I've been meaning to write about the
Christchurch Art Gallery's website redesign for months now. With a graphic overhaul, an information architecture tweak, and the release of a properly searchable collections online (underpinned by Vernon), the Gallery has, I think, put itself streets ahead of other municipal galleries, which appear
dark,
cramped, and
unnavigable in contrast.
For a reminder of what the CAG site used to look like,
here's a February 2008 shot from the
Internet Archive's way back machine (which I recommend: you'll discover things like; the GBAG has not changed its homepage layout since November 2002 (when records begin) - here's
November 2004).
Between Feb 2008 and today there's been at least one refresh of the homepage, as I recall, and now this whole new treatment. Taking a lesson from
MoMA and
Apple, CAG have gone for the hero image treatment, banking that the major temporary exhibitions are the main reasons people are visiting the site. Inside, navigation has been shifted over the right-hand side, and the font size mercifully increased - pages are big, bright, and white.
A few little moans:
When I click on Exhibitions in the top-level nav on the homepage, then on Publications inside the second-level nav, I'm suddenly shunted off into a second-level page in the Shop section. I *know* people use their back buttons, but breadcrumbs could still be a useful orienting device here.
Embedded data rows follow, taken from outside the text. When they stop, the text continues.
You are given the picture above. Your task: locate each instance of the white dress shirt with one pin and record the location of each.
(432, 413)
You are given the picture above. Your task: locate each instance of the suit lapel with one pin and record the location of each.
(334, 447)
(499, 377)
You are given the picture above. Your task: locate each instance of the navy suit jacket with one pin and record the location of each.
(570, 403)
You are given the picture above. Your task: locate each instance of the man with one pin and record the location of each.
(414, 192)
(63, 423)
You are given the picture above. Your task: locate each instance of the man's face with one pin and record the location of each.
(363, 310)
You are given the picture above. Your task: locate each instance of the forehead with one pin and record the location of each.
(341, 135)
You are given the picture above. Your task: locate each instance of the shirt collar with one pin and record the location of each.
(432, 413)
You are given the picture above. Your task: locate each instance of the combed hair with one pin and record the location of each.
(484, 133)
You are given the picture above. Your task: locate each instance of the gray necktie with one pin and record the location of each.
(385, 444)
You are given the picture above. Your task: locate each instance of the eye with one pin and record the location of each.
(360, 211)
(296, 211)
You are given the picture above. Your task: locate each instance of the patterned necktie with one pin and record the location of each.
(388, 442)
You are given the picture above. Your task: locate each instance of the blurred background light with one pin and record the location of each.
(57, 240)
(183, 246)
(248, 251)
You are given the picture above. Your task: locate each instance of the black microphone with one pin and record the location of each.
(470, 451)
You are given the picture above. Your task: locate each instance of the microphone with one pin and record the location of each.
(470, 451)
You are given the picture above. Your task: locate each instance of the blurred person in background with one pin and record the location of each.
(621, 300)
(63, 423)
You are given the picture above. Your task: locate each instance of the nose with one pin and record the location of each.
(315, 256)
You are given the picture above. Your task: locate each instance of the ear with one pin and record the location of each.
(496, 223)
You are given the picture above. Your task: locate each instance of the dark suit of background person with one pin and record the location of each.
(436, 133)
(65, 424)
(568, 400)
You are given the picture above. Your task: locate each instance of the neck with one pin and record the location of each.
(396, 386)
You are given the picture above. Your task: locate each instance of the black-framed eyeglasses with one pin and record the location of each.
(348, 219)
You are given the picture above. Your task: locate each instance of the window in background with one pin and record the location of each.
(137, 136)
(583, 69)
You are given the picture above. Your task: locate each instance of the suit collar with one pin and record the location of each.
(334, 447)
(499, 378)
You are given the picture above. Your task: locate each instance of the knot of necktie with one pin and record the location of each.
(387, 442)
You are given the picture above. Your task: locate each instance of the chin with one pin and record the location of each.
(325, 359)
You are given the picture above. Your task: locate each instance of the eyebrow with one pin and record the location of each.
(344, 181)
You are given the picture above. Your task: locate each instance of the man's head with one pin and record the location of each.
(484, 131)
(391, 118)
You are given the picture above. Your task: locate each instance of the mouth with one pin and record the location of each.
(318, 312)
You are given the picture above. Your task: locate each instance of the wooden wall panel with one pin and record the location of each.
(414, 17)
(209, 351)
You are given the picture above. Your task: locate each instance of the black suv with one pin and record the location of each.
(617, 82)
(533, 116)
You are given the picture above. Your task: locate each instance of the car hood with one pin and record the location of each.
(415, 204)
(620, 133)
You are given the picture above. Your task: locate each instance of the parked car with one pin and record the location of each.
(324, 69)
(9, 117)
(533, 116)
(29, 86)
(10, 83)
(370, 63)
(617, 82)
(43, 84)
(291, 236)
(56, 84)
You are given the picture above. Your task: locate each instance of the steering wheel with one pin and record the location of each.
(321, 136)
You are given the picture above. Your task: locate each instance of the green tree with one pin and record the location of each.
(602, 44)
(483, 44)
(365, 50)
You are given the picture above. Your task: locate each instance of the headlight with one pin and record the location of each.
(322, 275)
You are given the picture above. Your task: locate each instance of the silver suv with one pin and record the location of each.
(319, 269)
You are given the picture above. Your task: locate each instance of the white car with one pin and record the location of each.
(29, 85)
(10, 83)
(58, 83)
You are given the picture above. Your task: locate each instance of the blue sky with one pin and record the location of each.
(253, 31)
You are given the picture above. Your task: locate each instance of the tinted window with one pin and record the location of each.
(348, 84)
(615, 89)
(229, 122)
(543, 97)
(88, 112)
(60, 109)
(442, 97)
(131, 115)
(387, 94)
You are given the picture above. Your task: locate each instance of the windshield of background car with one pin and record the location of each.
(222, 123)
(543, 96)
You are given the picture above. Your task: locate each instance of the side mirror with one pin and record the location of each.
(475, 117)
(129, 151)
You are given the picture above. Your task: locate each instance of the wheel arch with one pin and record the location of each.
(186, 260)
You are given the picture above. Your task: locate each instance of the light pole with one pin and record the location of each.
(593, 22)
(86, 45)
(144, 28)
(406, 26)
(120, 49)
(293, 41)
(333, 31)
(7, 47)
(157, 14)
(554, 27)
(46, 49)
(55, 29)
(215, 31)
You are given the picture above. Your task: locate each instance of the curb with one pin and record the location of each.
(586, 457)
I'd love the News and Events section to have RSS feeds, so the information is pushed to me (I'm lazy, and I'm not local - this is the best way to get it to me).
I'm not convinced by the right-hand placement of the nav, and I'm not convinced that the designer is convinced either, when I see how the nav is being repeated in the body copy in the
Education section. I wonder if the pale grey meets web standards guidelines for contrast, and I'd really like it if the navigation changed visually to reflect where I am in the site. Actually - I just double-checked that statement, and the background of the top-level nav does change ever so slightly to a more tomatoey shade of scarlet - I'd still consider using tabs at this level, and something else at the second and third.
What I am convinced by though is the improvement to the
Collection search (no more browsing by artist name!) and the number of
digitised publications that are available online (with sensible linking through to Christchurch City Libraries) . Like Auckland Art Gallery, Christchurch has really got its act together here.
The collection search, the publications, and dates of shows are the three reasons I visit the CAG site. I guess you could say my motivation is primarily 'research', not 'visit'. The site does a good job of delivering up content for schools, but not so much for the adult researcher; the content is all there (history, publications, exhibition archive, collection search) but the Library in particular is hard to find.
All up though - a please to use, a surprisingly deep reservoir of content, and a big improvement. Belated congrats to all responsible.